Miris la Tunisina eseguiva una danza del ventre in verità irritante,
che poteva qualche strano miracolo anche sui noiati ammiratori delle
danze di Salomè, ed aveva, come disse argutamente uno scultore allora
in voga nei cenacoli cittadini, «le più belle ginocchia di maomettana
che mai fosse stato lecito vedere sopra un altare della cristianità.»
Quando molti l’ebbero goduta, un uomo dabbene, calvo di cranio e
ricco d’esperienza, che aveva una fonderia di metalli ed era qualcosa
nelle cariche del Comune, la tolse dalla scena e se la fece sua. Sua,
beninteso, come piace o come torna comodo a questi noleggiatori di
donne, che si recano a trovarle prima del pranzo in vettura chiusa
e vi tornan la sera, imbacuccati nella pelliccia, quando non devon
accompagnare a teatro la consorte, ahimè, legittima. Consuman poco
e pagan bene, lasciano forzatamente una grande libertà, sono la vera
provvidenza delle donnine allegre e di tutti coloro che, per spender
meno, accettano i ritagli di tempo e divengono «amanti del cuore.»

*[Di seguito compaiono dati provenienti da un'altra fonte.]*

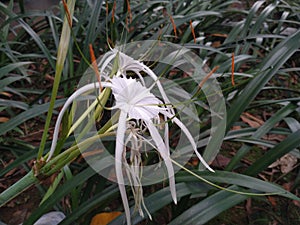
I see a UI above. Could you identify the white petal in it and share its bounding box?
[145,121,177,204]
[47,82,111,162]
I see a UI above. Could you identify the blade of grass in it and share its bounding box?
[227,30,300,130]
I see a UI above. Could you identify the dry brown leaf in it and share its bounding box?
[269,154,298,174]
[0,117,9,123]
[241,113,264,128]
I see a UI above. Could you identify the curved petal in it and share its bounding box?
[161,111,215,172]
[47,82,111,162]
[115,110,131,225]
[145,121,177,204]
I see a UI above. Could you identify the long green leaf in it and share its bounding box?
[227,30,300,129]
[245,130,300,176]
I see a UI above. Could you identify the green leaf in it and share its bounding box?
[0,99,65,135]
[245,130,300,176]
[169,191,247,225]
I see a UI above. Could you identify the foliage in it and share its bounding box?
[0,0,300,224]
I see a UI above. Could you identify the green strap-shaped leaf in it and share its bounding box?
[227,30,300,130]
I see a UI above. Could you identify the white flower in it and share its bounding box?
[47,50,213,225]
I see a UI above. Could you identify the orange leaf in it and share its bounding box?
[90,212,122,225]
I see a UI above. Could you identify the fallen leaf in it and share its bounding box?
[90,212,122,225]
[269,154,298,174]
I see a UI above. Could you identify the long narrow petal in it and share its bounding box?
[145,121,177,204]
[161,111,214,172]
[115,111,131,225]
[47,82,111,162]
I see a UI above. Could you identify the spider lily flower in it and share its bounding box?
[47,50,213,225]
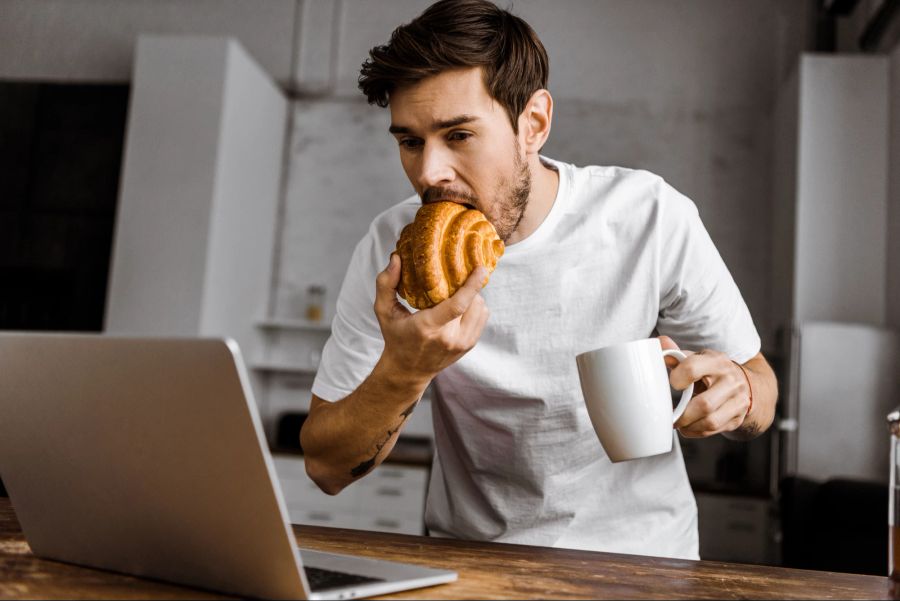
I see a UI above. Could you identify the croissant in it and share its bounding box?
[397,202,504,309]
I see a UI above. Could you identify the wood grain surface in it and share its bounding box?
[0,498,890,599]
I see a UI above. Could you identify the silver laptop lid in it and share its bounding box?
[0,333,307,598]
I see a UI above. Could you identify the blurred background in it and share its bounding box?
[0,0,900,574]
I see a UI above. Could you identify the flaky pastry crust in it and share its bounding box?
[397,201,504,309]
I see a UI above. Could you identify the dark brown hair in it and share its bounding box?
[359,0,550,132]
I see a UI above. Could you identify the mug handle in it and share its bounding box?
[663,349,694,424]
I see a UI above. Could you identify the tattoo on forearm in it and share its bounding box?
[350,400,419,478]
[741,422,762,438]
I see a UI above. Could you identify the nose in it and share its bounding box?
[418,144,456,190]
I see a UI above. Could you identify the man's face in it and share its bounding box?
[390,67,531,241]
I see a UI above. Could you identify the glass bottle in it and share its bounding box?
[304,284,325,323]
[887,407,900,599]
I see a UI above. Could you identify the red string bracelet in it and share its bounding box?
[732,361,753,419]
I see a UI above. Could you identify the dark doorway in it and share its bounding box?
[0,81,129,496]
[0,82,129,331]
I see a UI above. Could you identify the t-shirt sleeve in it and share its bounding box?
[312,230,389,401]
[656,183,760,363]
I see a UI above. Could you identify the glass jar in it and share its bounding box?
[303,284,325,323]
[887,407,900,599]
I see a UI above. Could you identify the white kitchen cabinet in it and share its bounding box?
[772,54,896,477]
[274,455,428,534]
[772,54,890,338]
[105,36,288,415]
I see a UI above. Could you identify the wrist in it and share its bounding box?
[732,361,753,421]
[372,353,434,398]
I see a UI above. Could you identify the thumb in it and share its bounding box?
[375,253,400,312]
[659,336,679,369]
[659,335,678,351]
[431,265,489,325]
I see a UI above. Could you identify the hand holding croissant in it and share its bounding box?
[397,202,504,309]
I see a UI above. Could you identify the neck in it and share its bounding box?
[506,153,559,244]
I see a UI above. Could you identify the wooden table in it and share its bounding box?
[0,499,890,599]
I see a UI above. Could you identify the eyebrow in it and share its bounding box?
[388,115,479,134]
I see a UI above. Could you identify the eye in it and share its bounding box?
[447,131,472,142]
[397,138,422,150]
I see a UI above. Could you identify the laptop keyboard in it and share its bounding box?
[303,566,384,591]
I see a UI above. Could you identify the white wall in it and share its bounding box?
[885,44,900,330]
[0,0,828,346]
[276,0,805,350]
[794,55,889,326]
[0,0,297,81]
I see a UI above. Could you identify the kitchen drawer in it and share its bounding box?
[282,478,360,511]
[357,463,428,494]
[356,515,425,534]
[695,493,777,563]
[272,455,308,480]
[288,507,360,528]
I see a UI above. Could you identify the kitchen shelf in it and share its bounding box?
[256,317,331,333]
[250,361,317,376]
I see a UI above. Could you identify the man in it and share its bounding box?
[301,0,776,558]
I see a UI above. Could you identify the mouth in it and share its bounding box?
[422,198,478,210]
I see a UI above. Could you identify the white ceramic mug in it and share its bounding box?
[575,338,694,462]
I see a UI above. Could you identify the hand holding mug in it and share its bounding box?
[659,336,750,438]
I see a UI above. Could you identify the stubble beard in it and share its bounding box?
[421,140,531,244]
[488,146,531,244]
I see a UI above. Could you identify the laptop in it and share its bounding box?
[0,333,457,599]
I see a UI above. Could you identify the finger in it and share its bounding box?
[676,399,745,438]
[459,294,488,345]
[375,253,405,315]
[427,266,488,326]
[658,335,678,351]
[669,351,722,390]
[675,390,725,429]
[657,335,690,369]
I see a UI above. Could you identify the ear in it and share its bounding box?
[519,89,553,154]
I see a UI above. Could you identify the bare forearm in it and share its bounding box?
[724,354,778,440]
[300,360,428,494]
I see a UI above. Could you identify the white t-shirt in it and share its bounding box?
[312,159,760,559]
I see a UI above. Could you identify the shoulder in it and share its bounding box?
[546,159,697,214]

Miris fu la prima donna, forse l’unica donna, che Arrigo pagò. Ma era
Tunisina, e gli parve con questo di umiliarsi meno. Se n’era fortemente
incapricciato per quel sapore che aveva di lussuria esotica, ed una
sera la condusse a cena. Fu male forse, perchè la Mercedes non meritava
questo affronto. Ma egli sperò che la Mercedes nulla ne sapesse.
Purtroppo invece non mancò il premuroso informatore.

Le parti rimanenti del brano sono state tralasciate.